There is an exuberant Lai Sing, more easily recognizable as folk dance music, basically the Thai equivalent of a bluegrass progression, and there is a more more melodic (instrumental) chant Sut Sanaen #2; but,
surprisingly, the music of the eleven-minute Lam Phu Thai is reminiscent
of the psychedelic jams from the 1960s,
with the phin playing the role of the electric guitar, sounding like
a combination of the
Incredible String Band and
Iron Butterfly 's In A Gadda Da Vida,
with a the crescendo of the phin that border on the frenzy of an Indian
raga.
That style is even more articulate and vertigo-like in the
19-minute Show Wong Khun Narin, this time fueled by a
pounding tribal rhythm. The guitar (oops, i meant the "phin") weaves
melodic variation after melodic variation of what could be the
"spaghetti western" soundtrack.
It is a relentless cascade of brilliantly colored chords and riffs over
a rolling carpet of percussion that shapes the most transcendent of
village parties.
II (Innovative Leisure, 2016) was vastly less inventive.
The first pieces seem influenced by
Ennio Morricone's spaghetti-western soundtracks: the
instrumental exotic guitar overture Phua Kao, that sounds like an unreleased track by Santana and Santo & Johnny;
and the synthetic lounge jazz Phom Rak Mueang Thai.
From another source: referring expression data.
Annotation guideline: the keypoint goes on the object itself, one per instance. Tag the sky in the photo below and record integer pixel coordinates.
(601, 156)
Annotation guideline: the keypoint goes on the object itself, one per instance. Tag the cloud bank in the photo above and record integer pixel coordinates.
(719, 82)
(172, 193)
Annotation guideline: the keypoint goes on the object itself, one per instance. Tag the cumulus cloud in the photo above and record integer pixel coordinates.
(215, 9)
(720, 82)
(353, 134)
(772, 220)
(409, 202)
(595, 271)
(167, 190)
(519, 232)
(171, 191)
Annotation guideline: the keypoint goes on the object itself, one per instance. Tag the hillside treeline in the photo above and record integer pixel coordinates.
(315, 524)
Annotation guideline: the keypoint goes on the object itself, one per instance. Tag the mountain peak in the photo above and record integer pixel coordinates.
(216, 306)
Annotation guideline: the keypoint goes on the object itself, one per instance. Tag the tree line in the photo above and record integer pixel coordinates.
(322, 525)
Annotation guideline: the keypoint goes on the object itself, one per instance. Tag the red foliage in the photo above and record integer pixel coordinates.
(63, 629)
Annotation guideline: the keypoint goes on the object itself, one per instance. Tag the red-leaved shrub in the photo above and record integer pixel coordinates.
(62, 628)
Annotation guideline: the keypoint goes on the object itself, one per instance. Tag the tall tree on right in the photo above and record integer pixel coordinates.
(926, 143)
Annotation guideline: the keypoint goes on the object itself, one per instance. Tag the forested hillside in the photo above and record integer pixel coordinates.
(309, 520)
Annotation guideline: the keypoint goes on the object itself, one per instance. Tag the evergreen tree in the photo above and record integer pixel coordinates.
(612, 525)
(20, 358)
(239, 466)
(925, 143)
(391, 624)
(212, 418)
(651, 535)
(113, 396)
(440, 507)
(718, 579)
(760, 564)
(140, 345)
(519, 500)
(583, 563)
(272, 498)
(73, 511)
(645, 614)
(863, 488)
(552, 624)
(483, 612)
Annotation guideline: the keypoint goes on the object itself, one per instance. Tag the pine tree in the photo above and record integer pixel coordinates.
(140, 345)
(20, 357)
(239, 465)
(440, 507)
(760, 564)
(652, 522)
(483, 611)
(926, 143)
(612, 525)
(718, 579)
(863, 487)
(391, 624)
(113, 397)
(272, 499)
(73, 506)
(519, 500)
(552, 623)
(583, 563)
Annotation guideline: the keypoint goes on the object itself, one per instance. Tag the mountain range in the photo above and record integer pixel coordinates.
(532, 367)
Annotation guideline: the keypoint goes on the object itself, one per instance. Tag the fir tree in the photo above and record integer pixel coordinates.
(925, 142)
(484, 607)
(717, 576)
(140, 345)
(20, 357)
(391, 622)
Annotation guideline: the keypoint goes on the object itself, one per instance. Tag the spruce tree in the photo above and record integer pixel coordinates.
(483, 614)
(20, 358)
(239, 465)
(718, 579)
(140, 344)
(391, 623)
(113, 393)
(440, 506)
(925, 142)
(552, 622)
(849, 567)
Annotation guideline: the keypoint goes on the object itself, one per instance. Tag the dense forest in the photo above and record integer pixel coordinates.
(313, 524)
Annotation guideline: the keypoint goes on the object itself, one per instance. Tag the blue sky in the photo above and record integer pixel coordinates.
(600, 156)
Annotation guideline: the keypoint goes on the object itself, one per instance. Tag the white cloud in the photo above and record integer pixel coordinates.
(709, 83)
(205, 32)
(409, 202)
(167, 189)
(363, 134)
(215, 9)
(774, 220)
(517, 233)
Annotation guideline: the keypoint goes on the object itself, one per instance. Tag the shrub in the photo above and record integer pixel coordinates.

Then there's something like mournful Japanese music (Baisi Sukhwan)
followed by a couple of sprightly folk dances (Sao Kalasin Lam Phloen
and especially the soulful Scottish-sounding Chakkim Kap Tokto).
The eight-minute Thang Yai Thang Yao starts slow but picks up speed
and whirls around like a demonic gypsy dance, and towards the ends switches
to what sounds like a bluegrass hoedown.
Some of the results, notably Long Wat, are engaging, catchy and stomping,
but there's nothing here to shock like on the first album.
This is simply a revival of melodic instrumental music of the 1960s, particularly the Farfisa beach bands of California.